Первой реакцией Виктора было отказаться, но победило любопытство. На выставке было представлено всего несколько картин, но она занимала три зала, поскольку каждая была величиной с дверь. Офелия так и не избавилась от влияния Гуаясамина, выдающегося эквадорского художника, у которого она училась; ее картины были похожи по стилю — крупные мазки, темные линии и абстрактные фигуры, однако в них не было того гуманистического посыла, отрицания жестокости или эксплуатации людей, отражения исторических или политических конфликтов. Это были чувственные изображения объятий, иногда весьма красноречивые, хотя порой несколько вычурные и неестественные, или образы женщин, отдающихся наслаждению или охваченных страданием. Виктор смотрел на них, немного сбитый с толку, ему казалось, они не соответствуют его представлению о художнице.
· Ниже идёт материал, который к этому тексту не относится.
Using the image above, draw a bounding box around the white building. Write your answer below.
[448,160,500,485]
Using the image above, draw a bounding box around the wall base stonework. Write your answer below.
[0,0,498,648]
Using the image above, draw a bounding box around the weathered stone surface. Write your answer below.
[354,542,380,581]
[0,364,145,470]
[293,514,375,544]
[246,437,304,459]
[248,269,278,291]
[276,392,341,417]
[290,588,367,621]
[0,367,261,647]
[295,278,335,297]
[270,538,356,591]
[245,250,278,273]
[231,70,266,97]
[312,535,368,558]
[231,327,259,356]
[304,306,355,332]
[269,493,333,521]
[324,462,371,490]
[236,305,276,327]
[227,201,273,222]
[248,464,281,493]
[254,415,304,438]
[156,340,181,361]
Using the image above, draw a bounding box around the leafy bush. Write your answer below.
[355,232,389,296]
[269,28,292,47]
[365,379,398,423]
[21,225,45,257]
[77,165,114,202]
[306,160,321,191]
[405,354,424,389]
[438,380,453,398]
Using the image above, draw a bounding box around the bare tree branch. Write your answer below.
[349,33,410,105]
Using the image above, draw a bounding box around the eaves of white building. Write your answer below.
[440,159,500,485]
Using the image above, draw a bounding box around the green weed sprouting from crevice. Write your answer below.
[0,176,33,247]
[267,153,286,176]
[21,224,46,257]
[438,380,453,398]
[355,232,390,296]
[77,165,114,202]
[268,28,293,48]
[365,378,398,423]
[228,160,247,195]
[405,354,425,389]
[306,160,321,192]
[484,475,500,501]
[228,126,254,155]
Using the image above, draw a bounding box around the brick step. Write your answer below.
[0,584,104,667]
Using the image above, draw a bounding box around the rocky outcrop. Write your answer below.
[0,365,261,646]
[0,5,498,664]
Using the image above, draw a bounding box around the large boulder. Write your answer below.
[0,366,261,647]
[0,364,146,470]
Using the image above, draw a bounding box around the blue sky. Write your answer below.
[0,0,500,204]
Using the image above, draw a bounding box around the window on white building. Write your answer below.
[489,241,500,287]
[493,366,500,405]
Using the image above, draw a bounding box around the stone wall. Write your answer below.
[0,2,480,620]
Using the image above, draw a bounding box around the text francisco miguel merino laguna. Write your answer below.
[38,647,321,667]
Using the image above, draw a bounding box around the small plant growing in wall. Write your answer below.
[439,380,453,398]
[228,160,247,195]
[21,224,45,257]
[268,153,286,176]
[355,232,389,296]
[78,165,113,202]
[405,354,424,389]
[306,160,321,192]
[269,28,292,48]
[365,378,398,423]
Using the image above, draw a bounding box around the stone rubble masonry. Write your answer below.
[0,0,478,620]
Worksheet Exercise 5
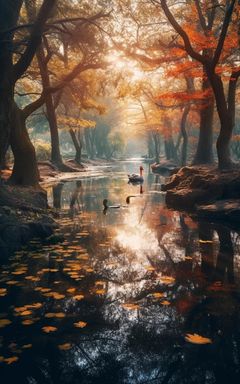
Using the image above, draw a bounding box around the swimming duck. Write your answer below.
[128,166,143,183]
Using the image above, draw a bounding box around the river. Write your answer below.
[0,160,240,384]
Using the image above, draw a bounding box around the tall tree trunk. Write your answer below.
[153,133,160,163]
[37,45,63,167]
[53,183,64,209]
[193,78,214,165]
[69,129,82,164]
[181,105,190,166]
[0,0,23,170]
[9,104,40,188]
[207,68,234,169]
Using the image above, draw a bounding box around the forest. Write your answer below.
[0,0,240,384]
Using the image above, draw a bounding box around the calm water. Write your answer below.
[0,162,240,384]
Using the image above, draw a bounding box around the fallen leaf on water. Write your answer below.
[12,269,27,276]
[27,303,42,309]
[73,295,84,301]
[22,344,32,349]
[6,280,18,285]
[45,312,66,319]
[95,280,105,285]
[22,319,34,325]
[159,276,175,284]
[121,303,140,310]
[185,333,212,344]
[152,292,164,299]
[4,356,19,365]
[74,321,87,328]
[145,266,155,272]
[58,343,72,351]
[42,325,57,333]
[161,300,171,306]
[96,289,106,295]
[20,311,32,316]
[67,288,76,293]
[0,319,12,328]
[0,288,7,297]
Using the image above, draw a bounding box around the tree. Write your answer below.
[158,0,240,169]
[0,0,56,186]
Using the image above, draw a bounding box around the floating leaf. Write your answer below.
[22,319,34,325]
[122,303,140,310]
[74,321,87,328]
[152,292,164,299]
[145,266,155,272]
[20,310,32,316]
[22,344,32,349]
[161,300,171,306]
[42,325,57,333]
[73,295,84,301]
[0,288,7,297]
[4,356,19,365]
[45,312,66,319]
[185,333,212,344]
[159,276,175,284]
[58,343,72,351]
[96,289,106,295]
[67,288,76,293]
[0,319,12,328]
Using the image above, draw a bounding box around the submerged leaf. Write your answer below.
[42,325,57,333]
[185,333,212,344]
[74,321,87,328]
[0,319,12,328]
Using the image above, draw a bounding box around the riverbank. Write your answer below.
[0,160,116,258]
[162,166,240,222]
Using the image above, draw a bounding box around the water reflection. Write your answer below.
[0,163,240,384]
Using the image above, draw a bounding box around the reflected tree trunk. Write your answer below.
[53,183,64,209]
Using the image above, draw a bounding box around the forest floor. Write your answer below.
[0,159,116,258]
[162,166,240,223]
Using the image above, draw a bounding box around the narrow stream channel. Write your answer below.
[0,161,240,384]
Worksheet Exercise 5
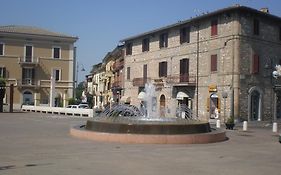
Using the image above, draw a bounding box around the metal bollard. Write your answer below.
[272,122,278,132]
[243,121,248,131]
[216,120,221,128]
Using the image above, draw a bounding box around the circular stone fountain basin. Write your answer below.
[70,117,227,144]
[85,118,211,135]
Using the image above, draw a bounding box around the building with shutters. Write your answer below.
[0,25,78,108]
[121,5,281,121]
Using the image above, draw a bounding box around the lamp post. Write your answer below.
[74,62,85,99]
[222,91,227,123]
[272,65,281,120]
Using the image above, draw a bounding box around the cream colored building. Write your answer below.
[0,25,78,108]
[122,5,281,121]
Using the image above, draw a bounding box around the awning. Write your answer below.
[176,91,189,100]
[120,96,131,103]
[138,91,145,101]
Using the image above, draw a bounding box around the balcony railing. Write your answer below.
[112,80,122,87]
[166,74,196,86]
[133,78,151,86]
[16,78,39,88]
[18,57,39,66]
[112,61,124,71]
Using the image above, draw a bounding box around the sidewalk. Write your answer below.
[0,113,281,175]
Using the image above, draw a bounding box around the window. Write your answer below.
[252,54,260,74]
[127,67,131,80]
[211,55,218,72]
[0,43,4,55]
[24,45,33,62]
[254,19,260,35]
[180,27,190,44]
[0,67,6,78]
[180,58,189,82]
[53,69,61,81]
[159,33,168,48]
[53,47,61,58]
[126,43,133,55]
[143,64,147,80]
[211,19,218,36]
[142,38,149,52]
[22,68,35,85]
[159,61,167,77]
[279,27,281,41]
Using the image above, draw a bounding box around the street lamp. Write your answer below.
[222,91,227,123]
[74,62,85,99]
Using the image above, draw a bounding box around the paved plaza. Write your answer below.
[0,113,281,175]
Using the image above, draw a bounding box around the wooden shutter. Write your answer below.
[279,27,281,41]
[158,62,162,77]
[252,54,260,74]
[211,20,218,36]
[162,61,167,77]
[2,67,6,78]
[127,67,131,80]
[180,28,186,44]
[211,55,217,72]
[254,19,260,35]
[206,97,210,112]
[217,98,221,112]
[21,68,25,81]
[0,43,4,55]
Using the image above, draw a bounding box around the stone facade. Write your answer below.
[123,6,281,121]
Он помнил Офелию во времена ее юности — избалованную, изобретательную и порывистую девушку, которая однажды в него влюбилась. Тогда она рисовала акварельные пейзажи и цветочные натюрморты. Он знал о ней только то, что когда-то она сначала стала женой, а потом вдовой одного дипломата; ее жизнь соответствовала стандартам ее класса, и она жила в полном согласии со своей судьбой. Однако эти картины открывали неуемный темперамент и потрясающее эротическое воображение, как будто страсть, которую он разжег в ней в жалких гостиницах, где они занимались любовью, она задушила внутри себя и единственный клапан, через который она могла прорваться, были кисти и холст.
Картина, единственная, висевшая в последнем зале галереи, произвела на него глубокое впечатление. На ней был изображен обнаженный мужчина с винтовкой в руках, в черно-белых тонах на сером фоне. Виктор изучал ее несколько минут, взволнованный непонятно почему. Он подошел ближе, чтобы прочитать название: «Ополченец, 1973».
— Она не продается, — услышал он голос рядом с собой. Это была Офелия, постаревшая и поблекшая, совсем не похожая на ту, которую он помнил, и на ту, которая была известна ему по немногим фотографиям.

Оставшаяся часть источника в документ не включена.